Page:Fournier - Souvenirs poétiques de l’école romantique, 1880.djvu/50

Le texte de cette page a été corrigé et est conforme au fac-similé.
34
BARBIER (AUGUSTE).

Il était doux de vivre aux chansons des guitares,
Car, ainsi qu’aujourd’hui, les chants n’étaient pas rares.

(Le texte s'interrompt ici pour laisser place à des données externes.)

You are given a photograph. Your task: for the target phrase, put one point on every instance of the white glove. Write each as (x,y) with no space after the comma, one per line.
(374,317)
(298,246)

Les chants suivaient partout les plaisirs sur les eaux,
Les courses à la rame, à travers les canaux,
Et les beaux jeunes gens, guidant les demoiselles,
Alertes et gaiement, sur les gondoles frôles.
Alors, après la table, une main dans la main,
On dansait au Lido jusques au lendemain ;
Ou bien vers la Brenta, sur de fraîches prairies,
On allait deux à deux faire ses rêveries,
Et sur l’herbe écouter l’oiseau chanter des vers
En l’honneur des zéphirs qui chassaient les hivers
Alors jeunes et vieux avaient la joie en tête ;
Toute la vie était une ivresse parfaite,
Une longue folie, un long rêve d’amour,
Que la nuit en mourant léguait encore au jour.
On ne finissait pas de voir les belles Heures
Danser d’un pied léger sur toutes les demeures ;
Car Venise était riche, et les vagues alors,
Comme au grand Salomon lui roulant des trésors,
Sous son manteau doré, sa pourpre orientale,
Le visage inondé de la senteur natale,
Elle voyait ses fils, épris de sa beauté,
Dans ses bras délicats mourir de volupté.
Mais le bonheur suprême en l’univers ne dure ;
C’est une loi qu’il faut que tout le monde endure,
Et l’on peut comparer les forêts aux cités,
En fait de changements et de caducités.
Comme le tronc noirci, comme la feuille morte
Que l’hiver a frappés de son haleine forte.
Le peuple de Venise est tout dénaturé.
C’est un arbre abattu sur un sol délabré ;
Et l’on sent, à le voir ainsi, que la misère
Est le seul vent qui souffle aujourd’hui sur sa terre.